I saved the doc and closed it, and then resumed writing another novel. I don’t know if time waits for anyone but I do know that when the muses say jump, I jump and then ask, “How high?”

The Writing Moment

Twenty-five percent through editing the third draft of “The Light of Memories”. It’s fun, and I think that’s because it can now be read mostly as a book and less than a work in progress. Small changes are the norm until — clunk, a section or chapter is encountered that needs such work that orange cones are deployed. I generally stop for the day when hitting those — there have been three — to think about what is wrong and how I might change it. I also continue refining the ending. Won’t know how well it fits now until I read through to it. Of course, the changes mean that there will be another editing and revision go-around before it’s turned over to the copy-editor.

Meanwhile, since I announced a new writing project will begin (yeah, it’s actually well underway at this point), several people have asked when the third book of the Life Lessons series with Studs will come out. I think I owe it to write number three.

I wanted to clarify my thinking about drafts. My first rough draft is labeled #1, but that’s a little misleading. My writing is an unplanned, iterative process. (There is a sort of map in my head, but heads can be so unreliable about this stuff.) So I don’t call those first efforts drafts, but iterations. Six iterations were pursued before the first rough draft was completed. It’s formally called a draft when a complete story — beginning, middle, and end — exists and can be read from one end to the other. With iterations, I often go down stubs to explore characters, concept, story, events, and settings. Some of these stubs don’t pan out. When that happens, a new iteration is initiated. Some stubs make it into the first draft but not infrequently are excised during the first editing and revision phase.

There’s always so much to read, write, edit, and do. Fortunately, it’s the life I’ve chosen.

The Writing Moment

Excited. Worried. Exhausted. Determined.

He sits and begins — again — editing the final twenty-five pages of the second draft of the novel in progress. The first draft had multiple iterations. This draft has undergone changes and now ‘feels’ better, but he believes another go through, maybe two, will be required.

He has his coffee and is ready to begin again.

The Writing Moment

The editing continues. He enjoys a pause to celebrate. It’s been almost three months of editing. He’s reached page 500. One hundred remain. Pure blurt, the youngest addition, he expects the final 100 to be the toughest.

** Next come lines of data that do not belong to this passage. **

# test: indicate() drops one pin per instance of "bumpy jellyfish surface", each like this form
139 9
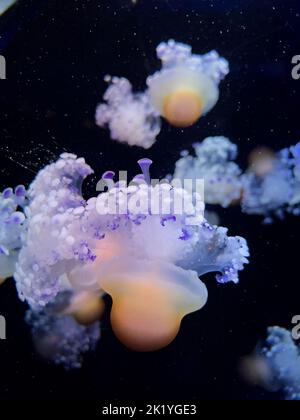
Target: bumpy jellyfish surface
282 356
214 164
187 86
86 307
60 339
143 244
130 116
12 227
275 191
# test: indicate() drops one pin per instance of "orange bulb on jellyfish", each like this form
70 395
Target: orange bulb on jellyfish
150 299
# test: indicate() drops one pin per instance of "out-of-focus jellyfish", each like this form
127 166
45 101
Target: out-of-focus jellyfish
12 225
60 339
292 156
187 87
262 160
277 364
129 116
139 243
275 190
86 307
213 163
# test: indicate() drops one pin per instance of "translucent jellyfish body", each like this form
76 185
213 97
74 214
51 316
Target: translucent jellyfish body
213 163
61 339
12 226
282 357
276 190
138 243
129 116
188 84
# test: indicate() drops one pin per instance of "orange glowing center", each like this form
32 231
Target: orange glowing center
183 108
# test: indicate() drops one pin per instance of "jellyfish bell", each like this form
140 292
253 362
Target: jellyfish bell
182 95
187 86
183 108
149 301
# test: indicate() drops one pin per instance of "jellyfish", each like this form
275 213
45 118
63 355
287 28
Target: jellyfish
187 87
129 116
144 245
214 164
12 226
276 364
60 339
275 191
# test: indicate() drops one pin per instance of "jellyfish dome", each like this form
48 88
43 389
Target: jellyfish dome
145 245
12 227
276 191
61 339
213 163
129 116
282 356
187 87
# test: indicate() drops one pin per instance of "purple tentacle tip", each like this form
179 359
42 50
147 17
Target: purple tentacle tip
145 167
108 175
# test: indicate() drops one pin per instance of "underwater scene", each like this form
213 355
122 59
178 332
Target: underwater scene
149 202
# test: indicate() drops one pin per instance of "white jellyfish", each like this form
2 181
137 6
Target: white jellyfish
147 254
214 164
187 87
129 116
12 227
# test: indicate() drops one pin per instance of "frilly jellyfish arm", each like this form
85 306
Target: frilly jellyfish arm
12 228
55 205
217 252
129 116
213 163
283 357
61 339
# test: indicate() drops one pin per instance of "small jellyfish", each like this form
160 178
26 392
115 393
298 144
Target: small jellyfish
214 164
187 87
262 160
276 364
270 186
12 228
60 339
129 116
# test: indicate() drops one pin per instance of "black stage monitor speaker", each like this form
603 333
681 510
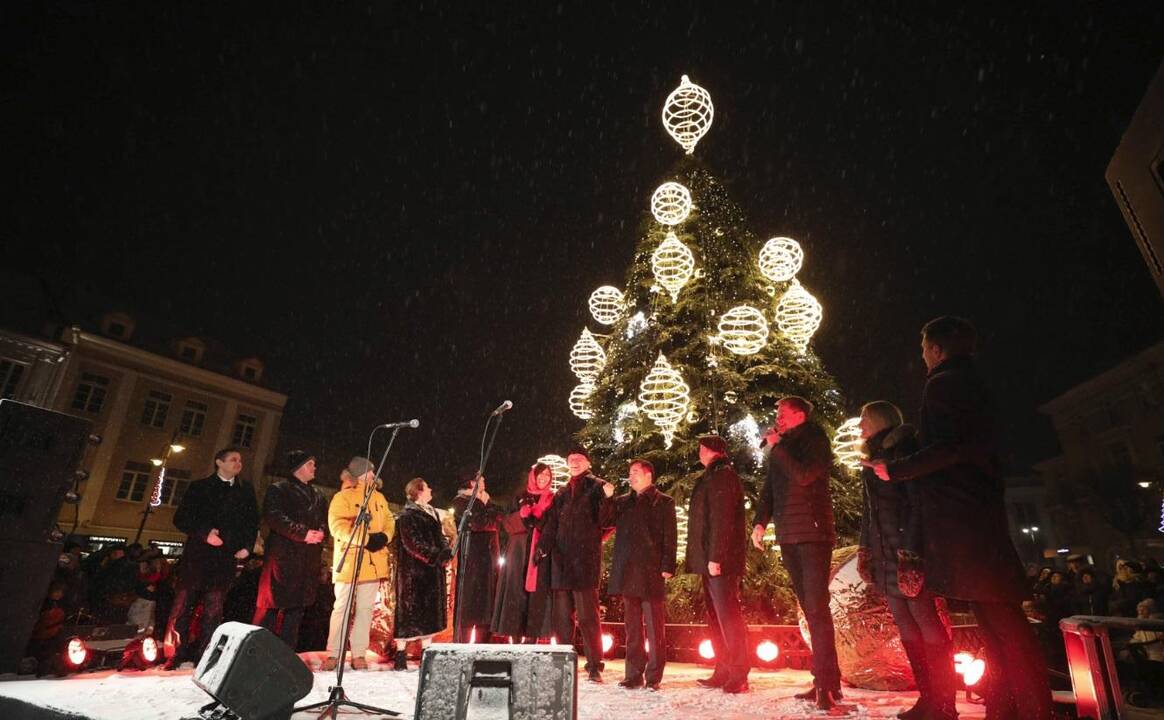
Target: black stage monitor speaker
252 672
468 682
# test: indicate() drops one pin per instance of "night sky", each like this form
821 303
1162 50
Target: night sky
402 207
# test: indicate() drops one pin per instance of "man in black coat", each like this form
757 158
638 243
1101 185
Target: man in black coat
796 497
646 533
220 519
715 550
297 517
967 549
579 518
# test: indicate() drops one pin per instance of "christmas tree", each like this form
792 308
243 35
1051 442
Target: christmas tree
710 332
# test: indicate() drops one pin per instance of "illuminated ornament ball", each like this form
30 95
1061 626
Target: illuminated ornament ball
671 204
781 258
847 443
799 315
744 330
587 357
607 305
688 113
673 265
665 398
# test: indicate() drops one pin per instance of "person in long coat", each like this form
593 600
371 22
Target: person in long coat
421 555
716 551
297 517
220 519
646 534
967 549
888 551
476 565
522 607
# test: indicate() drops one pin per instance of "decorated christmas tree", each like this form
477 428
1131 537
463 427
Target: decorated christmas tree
710 329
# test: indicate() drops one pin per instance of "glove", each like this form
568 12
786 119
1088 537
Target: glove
863 565
910 574
376 541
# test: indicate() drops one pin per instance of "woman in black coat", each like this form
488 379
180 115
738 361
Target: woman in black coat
888 560
523 601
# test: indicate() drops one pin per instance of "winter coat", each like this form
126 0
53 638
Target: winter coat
796 494
645 541
715 521
967 550
213 503
892 520
577 521
477 563
341 515
291 565
421 554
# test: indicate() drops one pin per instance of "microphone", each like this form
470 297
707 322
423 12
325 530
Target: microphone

Once that’s done, he’ll begin again. At least two more scrubs are needed. Probably more.

The Writing Moment

He felt like a raiding barbarian as slashed his way through the manuscript. He’d overwritten so much in that first draft, trying to learn the story in all its elements, especially the characters. Now he cut, cut, cut.

Next draft, he would probably need to work on continuity and coherency after all this slashing. But that was for the next draft. He was committed to finishing this one.

The Writing Moment

He worked on a chapter, again, then again. Boredom sank its teeth in him. He found himself chasing clickbait on the net.

A muse slapped him. “Hey. It doesn’t work. It’s not needed. Delete the chapter, fool.”

Well, there it was. He did so, but saved it as a doc. Just in case.